The challenges and opportunities for social equity applicants in the cannabis industry

The challenges and opportunities for social equity applicants in the cannabis industry


The legalization of cannabis has opened doors for many aspiring entrepreneurs, and with the legalization of adult use marijuana in 2022, Missouri ushered in a new class of cannabis entrepreneurship – creating a constitutional requirement to expand the cannabis industry to include smaller, privately owned businesses that are tied to equity and opportunity for many of those most impacted by the war on drugs and socioeconomic factors.

While an opportunity exists to enter the cannabis industry at the ground level, for social equity applicants, the path to establishing a successful cannabis business is fraught with challenges. While social equity programs aim to level the playing field, significant obstacles remain.

Social equity programs are designed to provide opportunities to those who have been marginalized by previous cannabis laws. Despite these intentions, applicants face numerous hurdles. In Missouri, many of the qualifying criteria are linked to economic indicators that signify a significant lack of funding and resources compared to many entrepreneurs in more traditional cannabis businesses.

Financial Burden

Starting a cannabis business requires substantial capital. From application fees to licensing costs, and the expenses of setting up a compliant operation, the financial burden can be overwhelming. Many social equity applicants lack access to traditional banking services and investment, exacerbating these challenges.

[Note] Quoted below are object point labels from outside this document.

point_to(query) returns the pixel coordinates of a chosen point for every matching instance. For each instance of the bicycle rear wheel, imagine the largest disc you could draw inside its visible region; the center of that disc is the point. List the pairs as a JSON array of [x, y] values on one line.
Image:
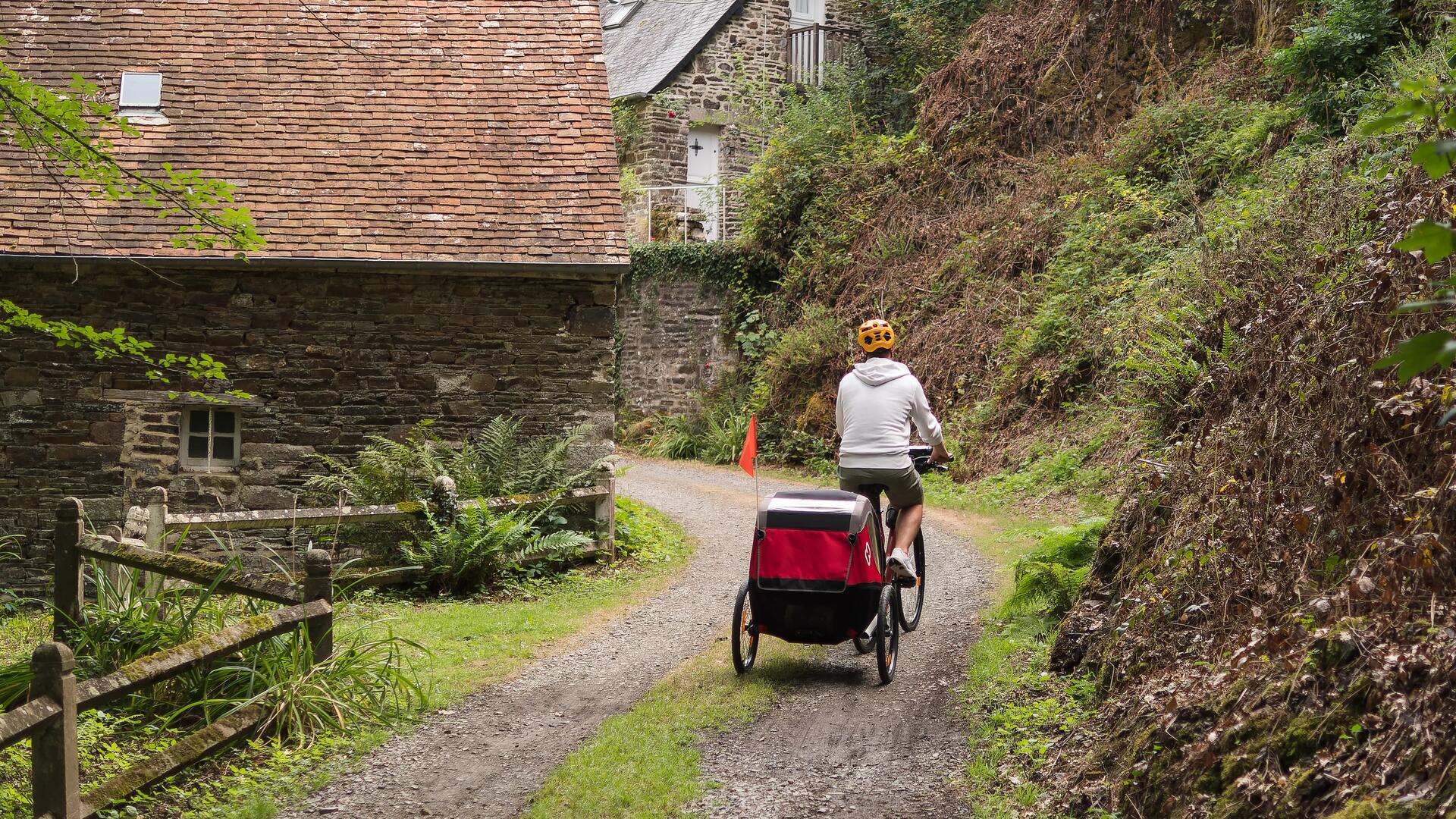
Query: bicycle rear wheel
[[910, 599], [887, 637]]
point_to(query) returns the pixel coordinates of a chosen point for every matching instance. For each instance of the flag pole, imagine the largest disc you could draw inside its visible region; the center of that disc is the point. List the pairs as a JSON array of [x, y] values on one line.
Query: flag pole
[[756, 496]]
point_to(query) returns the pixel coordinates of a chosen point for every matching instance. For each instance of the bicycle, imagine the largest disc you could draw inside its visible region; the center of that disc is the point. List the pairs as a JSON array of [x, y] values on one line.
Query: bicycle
[[909, 617]]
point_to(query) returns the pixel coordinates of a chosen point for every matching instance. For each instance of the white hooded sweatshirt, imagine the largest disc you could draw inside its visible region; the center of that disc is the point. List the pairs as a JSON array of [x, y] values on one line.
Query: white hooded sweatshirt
[[877, 401]]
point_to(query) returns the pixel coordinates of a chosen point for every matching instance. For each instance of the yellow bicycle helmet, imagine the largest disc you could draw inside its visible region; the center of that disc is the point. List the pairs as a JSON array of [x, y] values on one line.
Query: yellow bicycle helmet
[[875, 334]]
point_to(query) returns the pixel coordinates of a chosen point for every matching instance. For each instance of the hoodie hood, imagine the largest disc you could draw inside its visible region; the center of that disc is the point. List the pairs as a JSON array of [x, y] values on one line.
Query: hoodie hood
[[880, 371]]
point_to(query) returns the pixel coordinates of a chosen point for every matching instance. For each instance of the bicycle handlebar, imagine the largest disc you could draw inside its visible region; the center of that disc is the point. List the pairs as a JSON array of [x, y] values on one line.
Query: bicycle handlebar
[[921, 457]]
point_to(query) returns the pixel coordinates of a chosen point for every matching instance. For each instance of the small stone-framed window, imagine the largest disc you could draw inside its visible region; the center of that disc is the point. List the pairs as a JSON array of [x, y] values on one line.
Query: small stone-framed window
[[210, 438]]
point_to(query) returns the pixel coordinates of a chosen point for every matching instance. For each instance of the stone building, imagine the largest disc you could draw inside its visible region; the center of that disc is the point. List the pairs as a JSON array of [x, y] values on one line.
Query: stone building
[[676, 69], [672, 344], [438, 193]]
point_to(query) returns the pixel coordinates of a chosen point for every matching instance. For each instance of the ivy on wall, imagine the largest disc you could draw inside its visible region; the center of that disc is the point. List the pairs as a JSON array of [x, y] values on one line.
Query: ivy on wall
[[720, 264]]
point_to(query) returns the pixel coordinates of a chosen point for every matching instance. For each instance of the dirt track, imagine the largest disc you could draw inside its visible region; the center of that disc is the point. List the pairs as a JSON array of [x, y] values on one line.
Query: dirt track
[[826, 745]]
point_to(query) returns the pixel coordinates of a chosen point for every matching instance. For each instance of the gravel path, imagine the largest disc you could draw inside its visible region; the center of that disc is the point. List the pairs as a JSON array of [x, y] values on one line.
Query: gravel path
[[842, 745], [488, 755]]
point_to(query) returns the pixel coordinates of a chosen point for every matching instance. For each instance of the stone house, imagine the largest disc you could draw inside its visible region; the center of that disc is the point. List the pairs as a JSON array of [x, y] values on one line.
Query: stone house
[[674, 71], [438, 193]]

The lack of financial resources and investment is a significant barrier for social equity applicants. With revisions to the structure of 280E round the bend, there is hope that new cannabis businesses may have access to more traditional avenues for financial support.

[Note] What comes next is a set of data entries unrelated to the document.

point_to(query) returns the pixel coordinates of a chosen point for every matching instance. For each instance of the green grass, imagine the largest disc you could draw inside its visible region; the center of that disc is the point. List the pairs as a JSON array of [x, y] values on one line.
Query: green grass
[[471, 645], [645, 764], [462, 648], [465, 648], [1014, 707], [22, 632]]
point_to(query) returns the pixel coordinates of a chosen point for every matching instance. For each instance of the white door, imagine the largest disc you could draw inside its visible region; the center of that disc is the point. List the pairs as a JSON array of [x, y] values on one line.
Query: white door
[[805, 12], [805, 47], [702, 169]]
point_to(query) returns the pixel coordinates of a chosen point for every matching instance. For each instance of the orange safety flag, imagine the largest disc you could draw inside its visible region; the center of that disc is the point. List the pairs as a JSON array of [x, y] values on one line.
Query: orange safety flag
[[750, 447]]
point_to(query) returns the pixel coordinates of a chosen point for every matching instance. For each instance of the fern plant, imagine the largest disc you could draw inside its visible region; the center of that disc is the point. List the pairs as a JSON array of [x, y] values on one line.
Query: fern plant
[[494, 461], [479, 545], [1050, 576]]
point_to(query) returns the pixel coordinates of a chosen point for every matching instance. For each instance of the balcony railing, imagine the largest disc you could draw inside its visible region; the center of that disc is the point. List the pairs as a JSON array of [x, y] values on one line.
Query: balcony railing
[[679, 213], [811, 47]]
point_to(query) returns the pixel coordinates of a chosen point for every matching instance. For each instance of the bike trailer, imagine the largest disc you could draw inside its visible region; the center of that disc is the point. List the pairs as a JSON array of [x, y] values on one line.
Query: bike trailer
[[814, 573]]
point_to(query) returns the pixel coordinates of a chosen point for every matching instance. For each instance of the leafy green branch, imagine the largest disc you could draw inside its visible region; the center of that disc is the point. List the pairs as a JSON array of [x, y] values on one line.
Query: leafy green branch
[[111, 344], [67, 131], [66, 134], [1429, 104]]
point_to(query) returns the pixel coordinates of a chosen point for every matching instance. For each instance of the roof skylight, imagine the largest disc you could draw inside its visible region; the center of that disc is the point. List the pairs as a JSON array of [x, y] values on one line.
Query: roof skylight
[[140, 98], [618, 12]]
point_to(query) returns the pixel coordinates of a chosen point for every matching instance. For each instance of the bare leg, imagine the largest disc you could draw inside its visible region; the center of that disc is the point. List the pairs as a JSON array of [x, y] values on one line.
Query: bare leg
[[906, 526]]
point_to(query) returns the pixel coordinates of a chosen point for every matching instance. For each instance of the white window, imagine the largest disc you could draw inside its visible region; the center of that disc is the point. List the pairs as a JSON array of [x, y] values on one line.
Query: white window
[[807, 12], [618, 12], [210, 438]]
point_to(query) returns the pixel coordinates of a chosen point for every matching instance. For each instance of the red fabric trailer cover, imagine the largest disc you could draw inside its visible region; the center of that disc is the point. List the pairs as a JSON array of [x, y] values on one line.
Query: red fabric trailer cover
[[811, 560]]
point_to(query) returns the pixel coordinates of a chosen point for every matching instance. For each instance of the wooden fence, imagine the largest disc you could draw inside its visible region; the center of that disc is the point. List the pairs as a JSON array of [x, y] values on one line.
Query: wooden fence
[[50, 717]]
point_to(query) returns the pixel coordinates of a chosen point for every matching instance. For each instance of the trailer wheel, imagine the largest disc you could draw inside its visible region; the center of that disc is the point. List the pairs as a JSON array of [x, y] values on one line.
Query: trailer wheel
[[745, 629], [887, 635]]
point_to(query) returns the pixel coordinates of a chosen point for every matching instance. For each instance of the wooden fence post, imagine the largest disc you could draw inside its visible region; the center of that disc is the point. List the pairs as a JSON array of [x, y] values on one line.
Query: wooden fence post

Limited Access to Real Estate

Securing a location that meets state and local zoning laws for cannabis businesses is another significant hurdle. Real estate for cannabis operations is limited and often expensive. Additionally, landlords may be hesitant to lease properties to cannabis businesses due to the stigma still associated with the industry.

Market Competition

Even if a social equity applicant overcomes the initial barriers, they face intense competition from well-established players in the industry. Larger companies with more resources can afford to dominate the market, making it difficult for smaller, equity-focused businesses to gain a foothold.


In Missouri, however, the market competition for microbusinesses will be significantly different. While dispensaries will face the challenge of battling the existing licensees and big brands, wholesalers benefit from the creation of a submarket which restricts microbusiness dispensaries to only buying from other microbusinesses. This effectiuvely levels the playing field for microbusinesses while preserving much of the precious shelf space for new and emerging brands.

The Impact of Descheduling Marijuana

One of the most significant potential changes on the horizon for the cannabis industry is the descheduling of marijuana at the federal level. Currently, marijuana is classified as a Schedule I substance under the Controlled Substances Act, which creates numerous complications for cannabis businesses, particularly those owned by social equity applicants.

Descheduling marijuana would allow cannabis businesses to access traditional banking services. This change would make it easier for social equity applicants to secure loans, manage finances, and operate more efficiently. The current reliance on cash transactions is not only cumbersome but also increases security risks.

Descheduling could also make federal grants and support programs available to cannabis businesses. These resources could provide much-needed financial assistance and support services to social equity applicants, helping them to overcome some of the financial and operational barriers they face.

Reduction in Stigma

Descheduling marijuana would help reduce the stigma associated with the cannabis industry. This change could lead to an increased willingness of existing companies and organizations to do business with cannabis businesses and a broader acceptance of cannabis companies in the mainstream community.

While the path to establishing a cannabis business as a social equity applicant is challenging, it is not impossible. By leveraging available resources, forming strategic partnerships, and advocating for systemic change, social equity applicants can overcome these obstacles. The potential descheduling of marijuana at the federal level offers a promising future, with the potential to significantly reduce barriers and open new opportunities for these entrepreneurs.